The focus of Jobst's research is on the history of Eastern Central Europe and of Eastern Europe, the Black Sea and the Caucasus regions. She takes a particular interest in the Habsburg monarchy, comparative imperial and colonial research, religious history and hagiography, remembrance culture, the politics of history and the history of tourism in Eastern Europe.

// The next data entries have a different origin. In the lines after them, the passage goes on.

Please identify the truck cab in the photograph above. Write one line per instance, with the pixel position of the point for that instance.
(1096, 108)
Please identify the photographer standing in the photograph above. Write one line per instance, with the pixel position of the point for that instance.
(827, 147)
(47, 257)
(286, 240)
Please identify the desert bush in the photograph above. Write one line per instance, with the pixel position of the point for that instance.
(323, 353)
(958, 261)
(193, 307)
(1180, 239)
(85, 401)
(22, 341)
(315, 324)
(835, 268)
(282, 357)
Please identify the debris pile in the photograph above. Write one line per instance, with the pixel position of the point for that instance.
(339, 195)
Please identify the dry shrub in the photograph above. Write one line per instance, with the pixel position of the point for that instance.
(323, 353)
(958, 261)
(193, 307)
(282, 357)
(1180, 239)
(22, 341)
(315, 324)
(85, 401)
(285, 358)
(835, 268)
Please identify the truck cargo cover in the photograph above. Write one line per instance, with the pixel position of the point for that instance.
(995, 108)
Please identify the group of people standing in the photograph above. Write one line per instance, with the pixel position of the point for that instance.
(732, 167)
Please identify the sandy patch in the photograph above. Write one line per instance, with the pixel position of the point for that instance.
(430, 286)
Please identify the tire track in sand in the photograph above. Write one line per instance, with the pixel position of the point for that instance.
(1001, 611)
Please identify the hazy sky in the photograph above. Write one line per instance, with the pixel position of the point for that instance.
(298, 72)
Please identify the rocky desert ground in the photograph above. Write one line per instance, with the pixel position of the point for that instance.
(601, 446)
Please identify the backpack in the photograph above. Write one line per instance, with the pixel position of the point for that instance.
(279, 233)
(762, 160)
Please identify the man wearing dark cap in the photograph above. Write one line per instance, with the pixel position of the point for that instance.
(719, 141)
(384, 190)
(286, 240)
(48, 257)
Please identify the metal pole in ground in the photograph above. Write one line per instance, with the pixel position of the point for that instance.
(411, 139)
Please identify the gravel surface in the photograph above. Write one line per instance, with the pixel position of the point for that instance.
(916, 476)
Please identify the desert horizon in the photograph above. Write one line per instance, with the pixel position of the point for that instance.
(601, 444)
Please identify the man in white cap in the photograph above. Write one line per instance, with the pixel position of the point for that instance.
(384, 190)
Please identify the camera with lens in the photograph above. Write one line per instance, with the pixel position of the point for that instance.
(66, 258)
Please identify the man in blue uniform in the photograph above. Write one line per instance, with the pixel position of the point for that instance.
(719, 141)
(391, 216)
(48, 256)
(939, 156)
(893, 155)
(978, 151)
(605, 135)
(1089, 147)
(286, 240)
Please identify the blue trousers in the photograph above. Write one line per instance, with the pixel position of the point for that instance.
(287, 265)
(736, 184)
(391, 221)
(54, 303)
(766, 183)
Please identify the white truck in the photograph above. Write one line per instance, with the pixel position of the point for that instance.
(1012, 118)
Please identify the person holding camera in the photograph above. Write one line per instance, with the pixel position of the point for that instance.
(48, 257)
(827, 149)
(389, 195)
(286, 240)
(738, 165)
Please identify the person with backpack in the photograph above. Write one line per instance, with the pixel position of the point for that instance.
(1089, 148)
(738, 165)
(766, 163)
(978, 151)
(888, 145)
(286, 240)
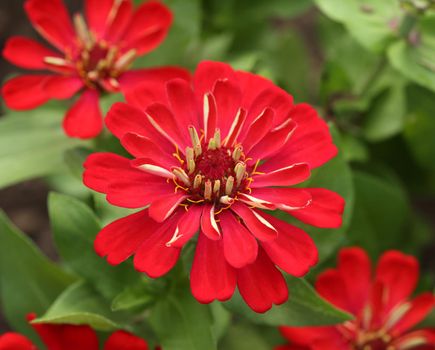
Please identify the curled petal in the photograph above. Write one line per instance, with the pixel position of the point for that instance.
(211, 276)
(261, 284)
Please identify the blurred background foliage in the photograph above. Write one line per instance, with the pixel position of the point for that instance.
(369, 68)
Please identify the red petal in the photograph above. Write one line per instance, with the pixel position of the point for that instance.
(260, 227)
(257, 130)
(211, 277)
(182, 102)
(84, 119)
(154, 257)
(187, 226)
(261, 284)
(308, 335)
(206, 75)
(122, 340)
(51, 19)
(67, 337)
(97, 13)
(25, 92)
(273, 142)
(62, 87)
(420, 307)
(138, 192)
(331, 286)
(121, 238)
(228, 100)
(26, 53)
(240, 246)
(148, 27)
(287, 199)
(276, 99)
(163, 207)
(355, 269)
(15, 341)
(398, 274)
(208, 223)
(288, 176)
(102, 169)
(293, 250)
(123, 118)
(310, 143)
(136, 77)
(168, 126)
(142, 147)
(118, 21)
(325, 210)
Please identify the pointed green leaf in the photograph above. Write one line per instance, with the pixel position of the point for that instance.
(29, 282)
(303, 308)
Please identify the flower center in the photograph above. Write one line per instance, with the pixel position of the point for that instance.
(212, 172)
(95, 61)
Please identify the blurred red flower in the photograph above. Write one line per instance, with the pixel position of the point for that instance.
(211, 157)
(70, 337)
(384, 313)
(90, 56)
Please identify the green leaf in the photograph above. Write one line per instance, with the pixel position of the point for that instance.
(32, 145)
(368, 21)
(138, 295)
(74, 229)
(414, 58)
(381, 214)
(336, 176)
(178, 47)
(80, 304)
(304, 308)
(181, 323)
(420, 126)
(387, 114)
(245, 337)
(29, 282)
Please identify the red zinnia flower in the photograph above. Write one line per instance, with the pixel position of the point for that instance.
(70, 337)
(92, 58)
(208, 157)
(384, 313)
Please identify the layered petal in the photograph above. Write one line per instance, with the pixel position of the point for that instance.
(415, 311)
(26, 53)
(332, 287)
(325, 210)
(154, 257)
(240, 246)
(25, 92)
(398, 274)
(287, 199)
(84, 119)
(310, 143)
(288, 176)
(65, 336)
(97, 13)
(293, 250)
(211, 277)
(62, 87)
(121, 340)
(132, 79)
(120, 239)
(261, 284)
(123, 118)
(51, 19)
(260, 227)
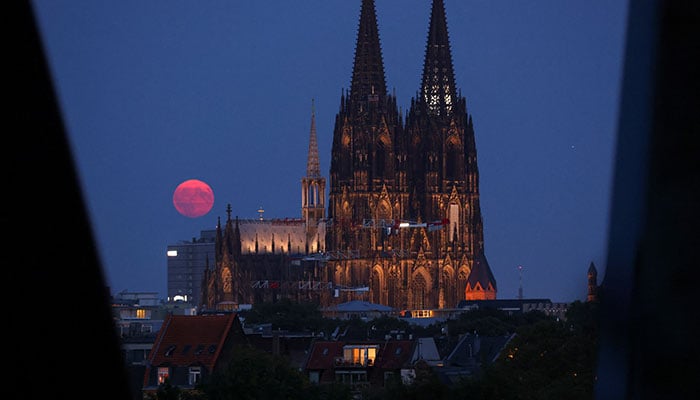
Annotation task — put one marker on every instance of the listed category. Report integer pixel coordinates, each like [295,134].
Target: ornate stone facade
[404,225]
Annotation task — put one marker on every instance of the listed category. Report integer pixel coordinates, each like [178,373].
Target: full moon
[193,198]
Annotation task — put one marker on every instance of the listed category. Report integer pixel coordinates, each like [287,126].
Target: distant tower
[520,289]
[592,283]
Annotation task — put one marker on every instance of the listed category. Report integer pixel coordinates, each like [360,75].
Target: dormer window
[363,355]
[169,351]
[163,374]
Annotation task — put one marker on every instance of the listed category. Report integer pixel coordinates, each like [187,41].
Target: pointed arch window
[449,288]
[419,291]
[393,289]
[376,289]
[453,216]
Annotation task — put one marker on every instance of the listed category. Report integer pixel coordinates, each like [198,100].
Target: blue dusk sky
[154,93]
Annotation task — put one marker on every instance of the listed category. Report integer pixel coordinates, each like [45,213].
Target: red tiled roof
[323,355]
[394,354]
[191,339]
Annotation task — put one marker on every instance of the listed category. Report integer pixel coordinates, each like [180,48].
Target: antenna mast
[520,289]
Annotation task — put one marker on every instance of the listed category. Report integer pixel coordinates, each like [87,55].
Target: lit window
[361,355]
[195,375]
[163,374]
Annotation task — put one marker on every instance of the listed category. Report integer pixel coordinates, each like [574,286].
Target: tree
[257,375]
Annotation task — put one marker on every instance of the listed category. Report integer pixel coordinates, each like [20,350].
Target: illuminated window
[360,355]
[195,375]
[163,374]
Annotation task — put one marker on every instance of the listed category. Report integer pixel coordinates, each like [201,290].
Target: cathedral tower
[386,175]
[443,150]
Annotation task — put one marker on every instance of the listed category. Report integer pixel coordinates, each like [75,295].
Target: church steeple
[313,169]
[438,89]
[313,185]
[368,81]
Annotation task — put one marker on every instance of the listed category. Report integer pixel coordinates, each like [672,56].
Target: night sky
[154,93]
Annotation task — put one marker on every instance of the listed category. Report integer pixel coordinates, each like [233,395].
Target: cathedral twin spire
[368,81]
[438,84]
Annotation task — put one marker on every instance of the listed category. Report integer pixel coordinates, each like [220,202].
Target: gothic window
[393,289]
[453,216]
[462,279]
[384,211]
[448,288]
[419,291]
[226,280]
[376,287]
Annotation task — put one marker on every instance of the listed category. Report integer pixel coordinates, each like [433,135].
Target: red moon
[193,198]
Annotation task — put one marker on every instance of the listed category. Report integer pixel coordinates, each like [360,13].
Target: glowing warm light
[193,198]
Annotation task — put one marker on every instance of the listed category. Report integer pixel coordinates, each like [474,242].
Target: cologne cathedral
[403,224]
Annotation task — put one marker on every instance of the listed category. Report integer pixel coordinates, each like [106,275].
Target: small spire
[313,169]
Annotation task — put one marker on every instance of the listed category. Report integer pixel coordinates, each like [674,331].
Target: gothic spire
[313,170]
[368,82]
[438,89]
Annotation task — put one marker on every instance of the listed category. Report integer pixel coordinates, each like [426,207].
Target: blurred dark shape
[62,342]
[648,347]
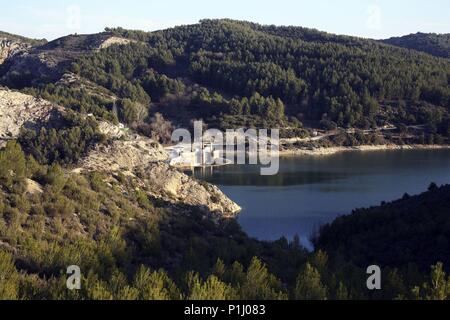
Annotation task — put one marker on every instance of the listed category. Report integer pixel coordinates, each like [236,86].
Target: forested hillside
[394,234]
[85,190]
[233,73]
[435,44]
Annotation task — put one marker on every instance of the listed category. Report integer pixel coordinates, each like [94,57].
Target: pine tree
[309,285]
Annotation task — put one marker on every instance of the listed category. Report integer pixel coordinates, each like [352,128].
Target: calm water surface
[310,191]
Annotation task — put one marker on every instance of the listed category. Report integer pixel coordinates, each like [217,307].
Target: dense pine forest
[231,74]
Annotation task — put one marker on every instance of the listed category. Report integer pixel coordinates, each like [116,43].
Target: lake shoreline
[363,148]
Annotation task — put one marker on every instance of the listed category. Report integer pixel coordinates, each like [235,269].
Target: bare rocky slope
[34,64]
[126,153]
[144,160]
[9,48]
[19,110]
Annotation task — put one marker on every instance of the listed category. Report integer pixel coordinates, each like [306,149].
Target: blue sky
[365,18]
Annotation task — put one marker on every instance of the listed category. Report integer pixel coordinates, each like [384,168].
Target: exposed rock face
[19,110]
[75,82]
[163,181]
[143,159]
[125,154]
[9,48]
[48,62]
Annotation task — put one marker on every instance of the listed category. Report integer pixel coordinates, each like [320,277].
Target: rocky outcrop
[9,48]
[173,186]
[144,160]
[75,82]
[19,110]
[49,62]
[124,154]
[114,41]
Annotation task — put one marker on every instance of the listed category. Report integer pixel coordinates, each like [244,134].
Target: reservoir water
[309,191]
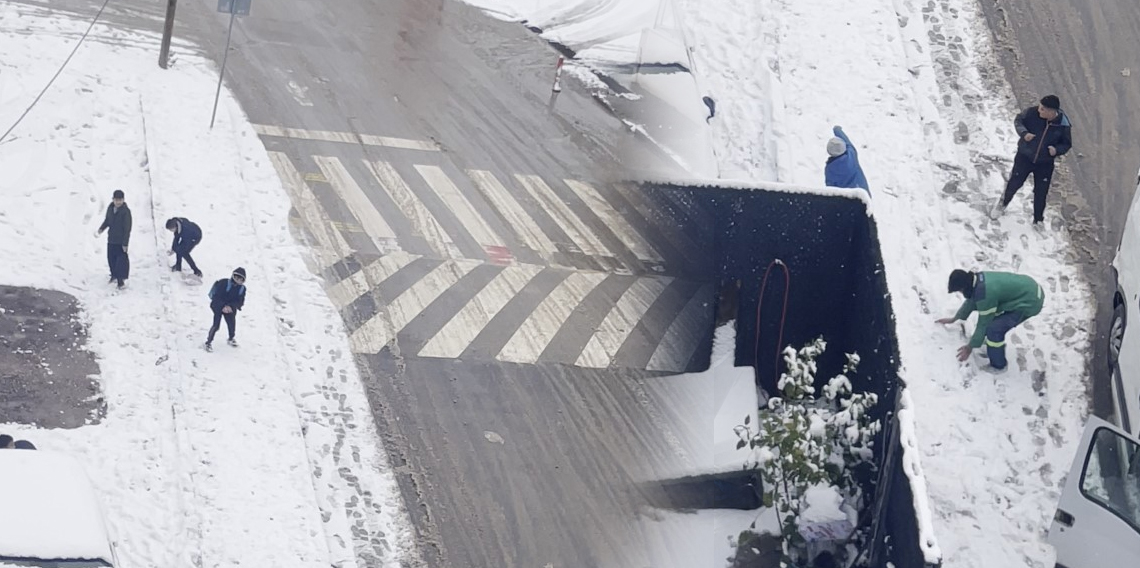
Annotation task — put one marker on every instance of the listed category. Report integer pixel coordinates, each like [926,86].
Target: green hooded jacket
[996,293]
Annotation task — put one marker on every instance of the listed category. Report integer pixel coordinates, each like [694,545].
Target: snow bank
[50,510]
[915,87]
[262,455]
[702,538]
[912,468]
[711,404]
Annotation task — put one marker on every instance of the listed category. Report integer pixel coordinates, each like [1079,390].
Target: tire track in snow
[1041,406]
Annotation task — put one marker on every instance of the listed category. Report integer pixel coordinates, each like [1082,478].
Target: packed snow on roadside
[914,86]
[260,455]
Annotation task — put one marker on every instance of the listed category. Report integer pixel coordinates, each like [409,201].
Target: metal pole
[224,57]
[168,31]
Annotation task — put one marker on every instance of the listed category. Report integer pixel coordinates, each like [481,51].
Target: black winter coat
[1055,132]
[117,224]
[227,292]
[190,233]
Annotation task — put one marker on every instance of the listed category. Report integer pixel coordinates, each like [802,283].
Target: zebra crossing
[472,264]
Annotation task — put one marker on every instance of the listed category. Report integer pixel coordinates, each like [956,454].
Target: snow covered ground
[913,83]
[261,455]
[915,86]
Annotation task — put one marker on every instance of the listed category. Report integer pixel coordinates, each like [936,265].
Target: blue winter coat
[227,292]
[844,170]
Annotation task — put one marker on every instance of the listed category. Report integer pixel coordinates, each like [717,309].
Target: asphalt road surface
[507,299]
[1084,51]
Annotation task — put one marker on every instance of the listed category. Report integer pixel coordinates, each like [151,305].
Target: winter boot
[999,208]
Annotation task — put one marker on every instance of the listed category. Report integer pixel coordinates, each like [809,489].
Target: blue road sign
[236,7]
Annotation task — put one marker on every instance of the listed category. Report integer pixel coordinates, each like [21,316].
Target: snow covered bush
[806,440]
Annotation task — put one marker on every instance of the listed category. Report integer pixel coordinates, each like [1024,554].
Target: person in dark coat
[843,168]
[227,297]
[117,225]
[1044,134]
[187,235]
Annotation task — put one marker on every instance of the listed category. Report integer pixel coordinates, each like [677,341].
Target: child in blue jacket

Another speciality is disaster research.

Kerstin Jobst is a co-publisher with Ulrich Hofmeister at the Vienna-based "Österreichische Zeitschrift für Geschichtswissenschaften" ("Austrian Journal of Historical Studies") in respect of Crimea, an area of study which acquired renewed topicality after 2014. She is a member of the Commission for the Southeast Europe - Turkey - Black Sea at the Austrian Academy of Sciences and Humanities ("Österreichische Akademie der Wissenschaften"), a member of the Austria-Russia Historians Commission (" Österreichisch-Russische Historikerkommission") and a member of the Military History Advisory Group at the Academicians Commission of the Austrian Defence (and between 2009 and 2018 Sports (Note: Until 1966 the sports agenda of the Austrian government was a direct responsibility of the chancellor's office. In 1966 "Sports" became a responsibility of the Education Ministry. After 1991 the government "Sports" portfolio was switched between government departments several times, being transferred in 2009 to the Defence Ministry. That changed again in 2018 when "Sports" was switched to a newly constituted Federal Ministry for Arts, Culture, the Civil Service and Sport.)) Ministry.

In 2020, Jobst wrote Geschichte der Krim: Iphigenie und Putin auf Tauris, which was translated into English as A History of Crimea: From Antiquity to the Present in 2025.